Thomas Mertens hat gesagt…

Den westfälischen Frieden würde ich rausnehmen, den Beteiligten blieb nicht mehr viel übrig, als sich zu vertragen. Der halbe Kontinent war verwüstet.

Mit der goldenen Bulle wurde die Person des Kaisers und seine Wahl reglementiert, das Erbe von Begüterten vulgo Adligen geregelt. Für Arme blieb nur übrig, an wen sie sich wenden konnten, ihren Landesherren.

Relative Unabhängigkeit der Städte Meinst Du freie Städte und Reichsstädte? Das war Glücksache und der normalen Bevölkerung ging es nicht besser, sie waren nur keine Leibeigene mehr.

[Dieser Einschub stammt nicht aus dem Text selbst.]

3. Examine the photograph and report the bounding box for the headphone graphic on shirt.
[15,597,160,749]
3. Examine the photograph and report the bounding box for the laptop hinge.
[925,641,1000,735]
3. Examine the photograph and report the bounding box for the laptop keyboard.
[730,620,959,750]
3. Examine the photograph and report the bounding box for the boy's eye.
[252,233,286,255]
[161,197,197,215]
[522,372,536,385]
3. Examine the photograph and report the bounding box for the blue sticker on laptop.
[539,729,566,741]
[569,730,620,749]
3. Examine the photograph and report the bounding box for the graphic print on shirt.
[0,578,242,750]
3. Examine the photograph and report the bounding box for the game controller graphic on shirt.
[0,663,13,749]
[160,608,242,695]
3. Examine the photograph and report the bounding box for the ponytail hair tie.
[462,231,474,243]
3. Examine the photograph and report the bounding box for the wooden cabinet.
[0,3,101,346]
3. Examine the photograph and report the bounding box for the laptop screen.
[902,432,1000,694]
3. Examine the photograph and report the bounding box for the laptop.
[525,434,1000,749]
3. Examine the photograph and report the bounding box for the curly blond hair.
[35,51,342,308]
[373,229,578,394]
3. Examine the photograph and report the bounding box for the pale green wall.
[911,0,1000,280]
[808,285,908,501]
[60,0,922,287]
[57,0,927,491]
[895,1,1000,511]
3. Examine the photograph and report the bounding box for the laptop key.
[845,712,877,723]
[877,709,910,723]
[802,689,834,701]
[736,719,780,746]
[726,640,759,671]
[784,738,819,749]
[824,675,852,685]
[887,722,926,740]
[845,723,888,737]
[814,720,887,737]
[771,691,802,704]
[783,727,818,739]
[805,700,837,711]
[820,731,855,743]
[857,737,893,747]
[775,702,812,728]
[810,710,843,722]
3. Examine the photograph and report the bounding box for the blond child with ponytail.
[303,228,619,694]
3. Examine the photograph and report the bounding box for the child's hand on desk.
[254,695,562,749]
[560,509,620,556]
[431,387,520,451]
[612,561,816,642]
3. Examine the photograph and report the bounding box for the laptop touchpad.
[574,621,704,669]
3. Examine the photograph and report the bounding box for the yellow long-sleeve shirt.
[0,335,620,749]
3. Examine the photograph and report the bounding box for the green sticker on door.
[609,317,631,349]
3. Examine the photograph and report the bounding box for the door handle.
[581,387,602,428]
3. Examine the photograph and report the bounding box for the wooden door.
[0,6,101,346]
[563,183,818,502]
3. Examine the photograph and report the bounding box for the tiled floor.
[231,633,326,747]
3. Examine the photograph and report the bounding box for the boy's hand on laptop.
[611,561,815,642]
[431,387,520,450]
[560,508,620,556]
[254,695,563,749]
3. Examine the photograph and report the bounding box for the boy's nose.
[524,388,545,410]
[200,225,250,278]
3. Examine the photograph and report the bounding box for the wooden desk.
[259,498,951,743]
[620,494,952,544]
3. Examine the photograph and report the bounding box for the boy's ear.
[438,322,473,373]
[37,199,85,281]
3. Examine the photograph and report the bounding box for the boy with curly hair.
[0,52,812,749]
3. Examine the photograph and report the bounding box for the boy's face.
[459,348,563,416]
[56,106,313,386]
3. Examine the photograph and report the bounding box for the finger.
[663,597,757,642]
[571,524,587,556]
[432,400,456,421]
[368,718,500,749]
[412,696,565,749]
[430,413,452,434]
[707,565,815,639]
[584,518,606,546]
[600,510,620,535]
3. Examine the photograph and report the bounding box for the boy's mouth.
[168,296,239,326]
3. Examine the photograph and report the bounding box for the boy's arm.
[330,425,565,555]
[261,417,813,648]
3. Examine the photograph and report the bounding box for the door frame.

Das Sozialversicherungssystem als Folge der Bekämpfung der Sozialdemokratie durch Bismarck. „Mein Gedanke war, die arbeitenden Klassen zu gewinnen, oder soll ich sagen zu bestechen, den Staat als soziale Einrichtung anzusehen, die ihretwegen besteht und für ihr Wohl sorgen möchte“

Beim Grundgesetz, der Koalitionsfreiheit, dem BVG und der Verwaltungsgerichtsbarkeit bin ich bei Dir.

Aber es ist deutlich zu merken, dass ein Jurist diese Liste geschrieben hat. ^^

Martin Seidler hat gesagt…

Die damaligen Beweggründe der handelnden Personen würde ich nicht berücksichtigen, auch deshalb würde ich deshalb wenn dann eher abstellen auf: positiv/mit positiven Folgen als auf „erfolgreich“.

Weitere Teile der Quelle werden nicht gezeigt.